A Month of Haskell, Day 5 - Applicative, Alternative, and Functor
And now I’m two days behind. If I can think of something sufficiently quick, I’ll have a bonus day where I do two posts. For now, you’re just going to have to enjoy this one single post about three complementary type classes: Applicative, Alternative, and Functor. The first two are in the Control.Applicative module, while the last is in the Data.Functor module. I’m going to ignore the jargon-heavy definitions of these type classes and skip right to showing how they can be used.
Both Control.Applicative and Data.Functor are part of the base system, so there’s nothing you need to install.
Prior to version 4.8.0 of the base system, a lot of the functions in Applicative were not re-exported as part of the prelude. To use them, you had to import them. If you care about supporting both older and newer versions of GHC, you can use the CPP language extension. I’m going to cover that in greater depth in a future post, but here’s the gist of it:
#if !MIN_VERSION_base(4,8,0)
import Control.Applicative((<$>))
#endifAs you can see, it looks a lot like CPP in any other language.
I think it makes more sense to talk about this module in terms of what you can do with it, rather than just running through definitions. The useful functions will come up as we go along.
Functors
We’re going to use the <$> function quite a bit, which is part of the functor module but
is re-exported by Applicative. These two type classes are all tangled up with each other,
so it’s worth covering functors briefly first.
Type classes:
class Functor f where
fmap :: (a -> b) -> f a -> f b
(<$) :: a -> f b -> f a
class Functor f => Applicative f where
pure :: a -> f a
(<*>) :: f (a -> b) -> f a -> f b
(*>) :: f a -> f b -> f b
(<*) :: f a -> f b -> f aAs with a lot of things in Haskell, “functor” is a fancy word for a really simple concept.

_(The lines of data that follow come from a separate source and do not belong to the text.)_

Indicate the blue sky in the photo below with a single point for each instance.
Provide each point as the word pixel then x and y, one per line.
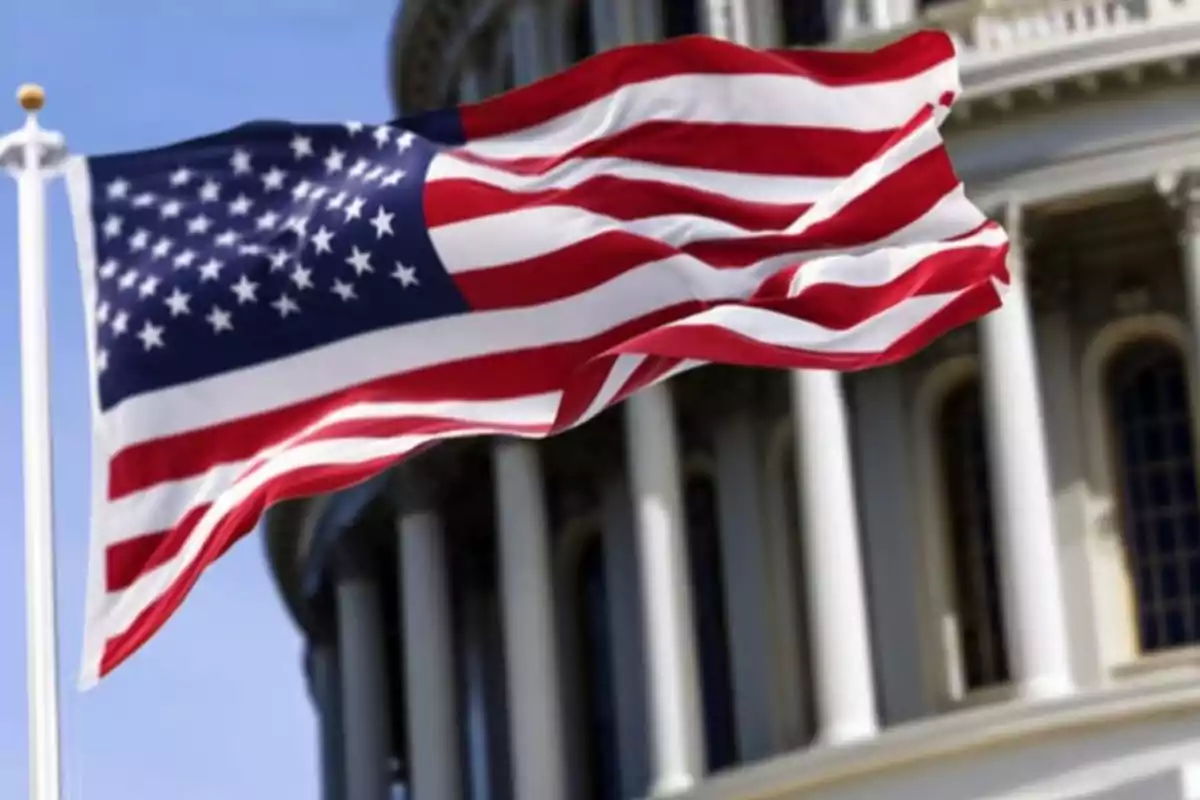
pixel 214 708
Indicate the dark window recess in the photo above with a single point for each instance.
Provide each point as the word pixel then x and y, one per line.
pixel 712 636
pixel 1149 407
pixel 807 22
pixel 679 17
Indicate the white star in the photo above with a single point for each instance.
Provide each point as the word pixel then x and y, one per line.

It’s just a type class that provides the fmap function. It includes some other things,
but they’re less important. A functor is anything that can be mapped over, and the
fmap function is how you do that.
Type signatures:
fmap :: (a -> b) -> f a -> f bA list is the most basic and most obvious example of a functor:
ghci> fmap (+1) [1, 2, 3]
[2,3,4]
Plenty of other types can be mapped over, but in a more abstract way. I prefer to think of it as a functor is a type you can reach inside of and apply a function to. So, Maybe is a functor:
ghci> fmap (* 2) (Just 4)
Just 8
ghci> fmap (* 2) Nothing
Nothing
IO is a functor, too:
ghci> :m +System.Directory Data.Char
System.Directory Data.Char> fmap (map toUpper) getHomeDirectory
"/HOME/CLUMENS"
An awful lot of things are functors. And anywhere you use fmap, you can use <$>
instead. I suggest only doing so when an operator would make code look more natural.
That last example could be written like this instead:
ghci> :m +System.Directory Data.Char
System.Directory Data.Char> map toUpper <$> getHomeDirectory
"/HOME/CLUMENS"
Eliminating intermediate variables
Here’s one way you could get the time and add a colon between the hour and minutes:
import Data.Time.Clock(UTCTime(..), getCurrentTime)

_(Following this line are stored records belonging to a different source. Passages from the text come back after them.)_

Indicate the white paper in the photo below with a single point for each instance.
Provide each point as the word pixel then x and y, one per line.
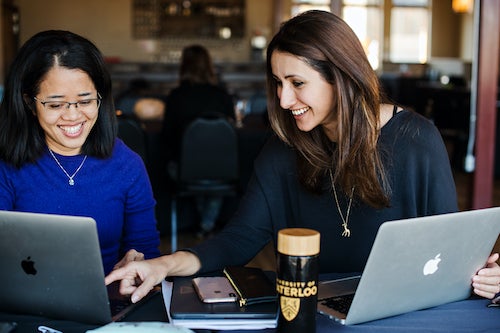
pixel 213 324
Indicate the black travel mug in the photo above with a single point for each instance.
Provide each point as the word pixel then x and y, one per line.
pixel 297 279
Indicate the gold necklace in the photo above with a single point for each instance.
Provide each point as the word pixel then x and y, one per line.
pixel 345 220
pixel 70 178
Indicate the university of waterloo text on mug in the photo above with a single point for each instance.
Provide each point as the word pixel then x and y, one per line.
pixel 297 279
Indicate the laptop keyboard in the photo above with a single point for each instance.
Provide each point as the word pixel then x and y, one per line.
pixel 339 303
pixel 118 305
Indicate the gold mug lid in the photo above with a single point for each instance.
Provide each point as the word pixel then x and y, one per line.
pixel 298 241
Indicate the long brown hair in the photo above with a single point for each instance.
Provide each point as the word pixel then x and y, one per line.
pixel 327 44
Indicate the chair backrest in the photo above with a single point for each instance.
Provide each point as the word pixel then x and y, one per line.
pixel 130 131
pixel 209 151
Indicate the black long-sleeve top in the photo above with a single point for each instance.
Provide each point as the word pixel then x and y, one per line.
pixel 417 166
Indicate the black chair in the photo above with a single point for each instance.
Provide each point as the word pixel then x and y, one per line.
pixel 134 136
pixel 208 164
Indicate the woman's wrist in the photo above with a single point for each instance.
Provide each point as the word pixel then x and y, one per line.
pixel 181 263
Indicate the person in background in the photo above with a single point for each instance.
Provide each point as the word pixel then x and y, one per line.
pixel 342 162
pixel 59 152
pixel 198 95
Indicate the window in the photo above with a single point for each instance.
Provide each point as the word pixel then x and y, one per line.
pixel 407 28
pixel 409 32
pixel 299 6
pixel 366 18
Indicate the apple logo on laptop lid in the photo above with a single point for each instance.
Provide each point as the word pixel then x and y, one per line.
pixel 431 266
pixel 28 266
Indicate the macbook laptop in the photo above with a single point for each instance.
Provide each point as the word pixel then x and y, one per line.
pixel 414 264
pixel 52 267
pixel 185 304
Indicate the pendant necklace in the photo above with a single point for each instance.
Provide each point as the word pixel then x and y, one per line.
pixel 345 220
pixel 70 178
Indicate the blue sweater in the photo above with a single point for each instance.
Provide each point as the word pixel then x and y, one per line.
pixel 418 169
pixel 116 192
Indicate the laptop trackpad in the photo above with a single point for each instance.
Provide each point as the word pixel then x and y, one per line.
pixel 338 287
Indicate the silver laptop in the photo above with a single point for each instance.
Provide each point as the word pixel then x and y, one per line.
pixel 52 267
pixel 415 264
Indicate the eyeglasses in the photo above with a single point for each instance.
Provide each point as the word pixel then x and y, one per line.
pixel 89 104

import Data.Time.Format(defaultTimeLocale, formatTime)
format :: String -> UTCTime -> String
format fmt time = formatTime defaultTimeLocale fmt time
theTime :: IO String
theTime = do
time <- getCurrentTime
return $ format "%R" time
addColon :: String -> String
addColon [h1, h2, m1, m2] = [h1, h2, ':', m1, m2]
addColon s = s
main :: IO ()
main = do
time <- theTime
let time' = addColon time
putStrLn time'Aside from the fact that time-related code is awful everywhere, there’s nothing really
tricky here. addColon is pretty fragile - what if you change the format string and
return a time with seconds? But aside from that, there’s no real problem. Running it
gives you an answer you might expect:
$ runhaskell time.hs
20:39
There’s something I really hate about this code, though, and it happens in two spots.
theTime function has this intermediate time variable that we only need because
of the IO monad. If we were in an imperative language we wouldn’t need it - we could
just pass the result of getCurrentTime right into the formatting function. If we
try that in Haskell, however, we get:
time.hs:9:26: error:
• Couldn't match expected type ‘UTCTime’
with actual type ‘IO UTCTime’
• In the second argument of ‘format’, namely ‘getCurrentTime’

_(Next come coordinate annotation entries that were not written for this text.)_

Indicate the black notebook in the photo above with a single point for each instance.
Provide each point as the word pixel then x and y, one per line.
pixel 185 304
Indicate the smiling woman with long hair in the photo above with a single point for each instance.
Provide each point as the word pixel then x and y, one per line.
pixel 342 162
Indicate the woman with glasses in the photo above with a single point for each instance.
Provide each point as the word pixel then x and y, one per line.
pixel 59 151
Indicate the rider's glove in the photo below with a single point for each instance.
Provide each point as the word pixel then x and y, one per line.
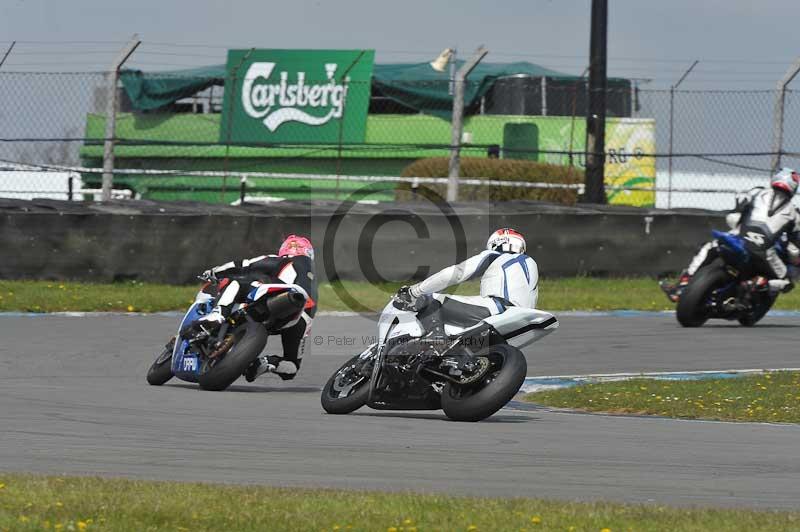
pixel 208 276
pixel 403 300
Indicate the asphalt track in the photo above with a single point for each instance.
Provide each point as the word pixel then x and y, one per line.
pixel 73 400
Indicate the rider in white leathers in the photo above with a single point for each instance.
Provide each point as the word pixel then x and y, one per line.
pixel 762 217
pixel 508 276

In the second argument of ‘($)’, namely
‘format "%R" getCurrentTime’
In the expression: return $ format "%R" getCurrentTime
The same thing happens in the main function, too. To me, these intermediate steps obscure what is actually happening in the code. It makes things needlessly wordy and makes it seem like there’s some deficiency with functional programming.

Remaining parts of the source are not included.